Hl. Theresia von Lisieux

Der kleine Weg: „Ich will euch tragen“

Ich habe immer danach verlangt, eine Heilige zu werden;

aber ach!

Wenn ich mich mit den Heiligen verglich, stellte ich fest, dass zwischen ihnen und mir derselbe Unterschied besteht wie zwischen einem Berg, dessen Gipfel sich in die Himmel verliert, und einem unscheinbaren Sandkorn, über das die Füße der Leute achtlos hinwegschreiten.

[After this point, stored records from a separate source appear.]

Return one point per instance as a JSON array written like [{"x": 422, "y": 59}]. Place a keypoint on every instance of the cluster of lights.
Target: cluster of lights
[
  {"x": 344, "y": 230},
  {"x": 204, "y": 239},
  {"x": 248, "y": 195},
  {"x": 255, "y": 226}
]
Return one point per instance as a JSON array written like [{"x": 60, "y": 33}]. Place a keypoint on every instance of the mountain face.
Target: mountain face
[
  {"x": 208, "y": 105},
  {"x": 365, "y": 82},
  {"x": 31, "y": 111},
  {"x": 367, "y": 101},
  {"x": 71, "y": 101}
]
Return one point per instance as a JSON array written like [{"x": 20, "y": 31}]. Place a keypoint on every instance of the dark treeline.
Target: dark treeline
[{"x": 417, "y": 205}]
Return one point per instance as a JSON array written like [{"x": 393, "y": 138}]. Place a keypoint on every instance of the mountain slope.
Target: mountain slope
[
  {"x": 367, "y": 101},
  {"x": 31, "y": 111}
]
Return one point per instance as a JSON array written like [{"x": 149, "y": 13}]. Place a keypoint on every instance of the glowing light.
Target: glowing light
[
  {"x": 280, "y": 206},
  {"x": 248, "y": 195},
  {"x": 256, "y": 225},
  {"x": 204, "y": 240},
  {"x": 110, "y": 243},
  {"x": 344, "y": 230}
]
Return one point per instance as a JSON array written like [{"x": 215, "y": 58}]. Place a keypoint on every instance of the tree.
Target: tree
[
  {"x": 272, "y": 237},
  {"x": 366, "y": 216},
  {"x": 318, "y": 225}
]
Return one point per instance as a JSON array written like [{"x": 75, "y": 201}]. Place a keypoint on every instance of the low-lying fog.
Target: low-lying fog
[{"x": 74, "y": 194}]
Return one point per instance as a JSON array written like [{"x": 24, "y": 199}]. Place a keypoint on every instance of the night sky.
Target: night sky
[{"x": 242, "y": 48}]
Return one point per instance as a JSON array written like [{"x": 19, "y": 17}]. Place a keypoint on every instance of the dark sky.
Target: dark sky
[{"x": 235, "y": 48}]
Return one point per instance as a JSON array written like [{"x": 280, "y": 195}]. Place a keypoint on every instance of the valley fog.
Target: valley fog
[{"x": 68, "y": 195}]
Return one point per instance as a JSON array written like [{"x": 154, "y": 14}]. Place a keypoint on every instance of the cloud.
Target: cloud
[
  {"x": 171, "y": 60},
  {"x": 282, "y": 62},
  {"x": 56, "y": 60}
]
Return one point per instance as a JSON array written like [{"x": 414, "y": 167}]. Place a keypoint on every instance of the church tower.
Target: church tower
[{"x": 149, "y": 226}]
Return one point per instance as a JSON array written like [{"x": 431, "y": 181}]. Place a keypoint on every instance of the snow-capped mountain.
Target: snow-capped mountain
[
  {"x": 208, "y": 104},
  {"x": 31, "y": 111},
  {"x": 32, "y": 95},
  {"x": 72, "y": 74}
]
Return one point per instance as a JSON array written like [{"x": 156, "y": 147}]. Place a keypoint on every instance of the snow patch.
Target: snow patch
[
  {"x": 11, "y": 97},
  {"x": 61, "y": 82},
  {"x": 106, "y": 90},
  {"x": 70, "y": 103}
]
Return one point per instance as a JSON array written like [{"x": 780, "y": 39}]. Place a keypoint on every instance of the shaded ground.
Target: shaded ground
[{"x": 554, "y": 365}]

Statt zu verzagen, sagte ich mir:

Der Liebe Gott flößt keine unerfüllbaren Wünsche ein,

ich darf also trotz meiner Kleinheit nach Heiligkeit streben;

mich größer machen ist unmöglich;

ich muß mich ertragen, wie ich bin, mit all meinen Unvollkommenheiten;

aber ich will ein Mittel suchen, in den Himmel zu kommen, auf einem kleinen Weg, einem recht geraden, recht kurzen, einem ganz neuen kleinen Weg.

Wir leben in einem Jahrhundert der Erfindungen, man nimmt sich jetzt die Mühe nicht mehr, die Stufen einer Treppe emporzusteigen, bei den Reichen ersetzt ein Fahrstuhl die Treppe aufs vorteilhafteste. Auch ich möchte einen Aufzug finden, der zu Jesus emporhebt, denn ich bin zu klein, um die beschwerliche Treppe der Vollkommenheit hinaufzusteigen.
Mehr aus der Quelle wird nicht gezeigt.